The Precarious Summer Vacation of a PhD Student

For most people, the image of being a student is probably one of habit.  With a set schedule of classes, seminars, and exams, students know where to go when, and when there are no classes, they spend a significant amount of time in libraries and study rooms completing their assignments and prepare for exams.  The student life is imagined to be a very regimented one, where the student would know exactly where to go and what to do during the course of their semesters.  Their only free time would be during summer and winter vacations when they are free to take up jobs or internships in preparation for full-time jobs.

That impression of the student life is more or less applicable for undergraduates and even for Master's students who complete a set number of courses for graduation.  But at the Ph.D. level, such depiction becomes a bit of stretch.  Sure, Ph.D. students are still required to take a certain number of courses, where they build up necessary skills to conduct independent research.  But even when compared to Master's students, the number of courses are so few and the coursework such a small portion of the overall degree-acquiring process that the regimented student life is not really there.

Instead, Ph.D. students are required to independently create their own schedules for conducting research, with a vague goal of when to complete and hand in a dissertation for defense.  When to collect data, when to do the analyses, and when to actually write the dissertation are mostly up to the student him or herself, often with little guidance from academic advisors, who are generally too busy with their own teaching and research to micromanage.  The fact that the schedule is self-created means that the Ph.D. student can have no vacation or have vacation all the time, depending on how meticulously research is done.

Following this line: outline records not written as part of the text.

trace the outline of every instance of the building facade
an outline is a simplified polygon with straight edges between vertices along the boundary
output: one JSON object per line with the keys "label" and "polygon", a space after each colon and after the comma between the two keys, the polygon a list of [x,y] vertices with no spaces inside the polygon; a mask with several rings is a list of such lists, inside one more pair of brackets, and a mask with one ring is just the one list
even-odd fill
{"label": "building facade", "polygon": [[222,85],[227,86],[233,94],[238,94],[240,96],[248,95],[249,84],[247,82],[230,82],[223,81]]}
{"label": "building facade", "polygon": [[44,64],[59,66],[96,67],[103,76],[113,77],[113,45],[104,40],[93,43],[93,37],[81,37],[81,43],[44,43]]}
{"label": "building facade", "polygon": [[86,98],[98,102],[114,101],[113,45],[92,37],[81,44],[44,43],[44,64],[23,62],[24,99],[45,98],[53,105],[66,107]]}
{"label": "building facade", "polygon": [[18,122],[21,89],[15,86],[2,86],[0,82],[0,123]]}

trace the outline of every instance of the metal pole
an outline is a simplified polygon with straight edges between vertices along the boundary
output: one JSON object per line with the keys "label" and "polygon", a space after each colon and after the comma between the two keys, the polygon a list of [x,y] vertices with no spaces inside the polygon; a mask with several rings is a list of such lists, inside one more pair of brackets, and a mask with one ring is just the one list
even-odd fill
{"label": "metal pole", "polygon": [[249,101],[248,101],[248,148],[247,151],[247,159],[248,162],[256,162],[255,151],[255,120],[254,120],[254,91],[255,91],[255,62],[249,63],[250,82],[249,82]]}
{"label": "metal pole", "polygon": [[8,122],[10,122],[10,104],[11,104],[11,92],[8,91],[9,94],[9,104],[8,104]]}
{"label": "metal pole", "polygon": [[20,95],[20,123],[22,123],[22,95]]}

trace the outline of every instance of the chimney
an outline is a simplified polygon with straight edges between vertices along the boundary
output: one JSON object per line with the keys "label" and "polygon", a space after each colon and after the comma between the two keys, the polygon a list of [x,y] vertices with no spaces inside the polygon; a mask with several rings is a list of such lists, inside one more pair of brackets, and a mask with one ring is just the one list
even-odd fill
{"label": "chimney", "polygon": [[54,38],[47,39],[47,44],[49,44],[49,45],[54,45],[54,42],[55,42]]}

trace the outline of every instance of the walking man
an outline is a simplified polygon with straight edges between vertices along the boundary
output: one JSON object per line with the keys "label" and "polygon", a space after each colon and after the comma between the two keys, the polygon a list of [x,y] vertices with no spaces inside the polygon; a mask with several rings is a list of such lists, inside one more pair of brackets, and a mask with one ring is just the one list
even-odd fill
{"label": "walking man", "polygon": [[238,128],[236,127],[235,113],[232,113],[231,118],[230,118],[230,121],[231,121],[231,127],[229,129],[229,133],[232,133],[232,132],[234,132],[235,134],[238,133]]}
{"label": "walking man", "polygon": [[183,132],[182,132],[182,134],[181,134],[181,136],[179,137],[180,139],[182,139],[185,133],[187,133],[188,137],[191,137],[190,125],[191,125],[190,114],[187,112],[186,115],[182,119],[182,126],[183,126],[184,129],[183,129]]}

For the unorganized, having so much leeway can be an enormous source of anxiety.  With the deadline for submitting dissertation years in the indeterminable future, the present seems to be awash with opportunities to procrastinate and work on matters not directly related to the dissertation.  On the contrary, those who are really anxious to finish the degree as soon as possible may be holed up in libraries day in and day out, piecing together a long research paper with little knowledge of what exactly would be good enough to be considered Ph.D.-obtaining material.

But come to think of it, the anxiety facing the Ph.D. student with no set schedules and faraway deadlines is not all too different from millions of what can only be called "precarious workers" who depend on freelanced "gigs" for income.  These freelancers do have deadlines that they must hit, but no one to tell them how or when to work.  Without the structure of the corporate office with their set working hours and regular meeting to report progress of tasks, it can be difficult for precarious workers to motivate themselves to work consistently, rather than rush right before the deadlines.

The result for them, like for Ph.D. student, is often the two extremes.  Either they do little up until right before the deadlines, enjoying the fact that they are not busy, or they work all the time, pushing themselves way too hard to complete as many "gigs" as possible in a set amount of time in order to escape the anxiety of doing absolutely nothing.  Whether the worker chooses the rush right before the deadline or works all the time, certain psychological damage from irregularity of their behavior, as measured by someone with a 9-5 job, can take their tolls on the body.

It is unfortunate that the irregularities of work experienced by Ph.D. students and freelancers are only going to be more and more common in the future.  As people with regular office jobs take home their work smartphones, they are perpetually receiving work-related communications, forcing them to think about work even outside the work environment.  Many would be tempted to do some work based on those off-hour communications, in essence turning themselves, at least in terms of work schedule, into freelancers with no set working hours.

In the process of working off-hours, family, friends, and hobbies are ignored, making work the only thing that is meaningful in one's life.  Eventually, when work-related communications do not arrive even during off-hours, the worker becomes anxious, having nothing to do outside work.  Perhaps the worker can just go the opposite direction, choosing to procrastinate on everything right up to the deadline, as the relaxed Ph.D. student would do.  But if vacation is so precarious, flanked by imposing deadlines in some far-distant future, is the worker mentally ready to actually "check out" and not think about work at all?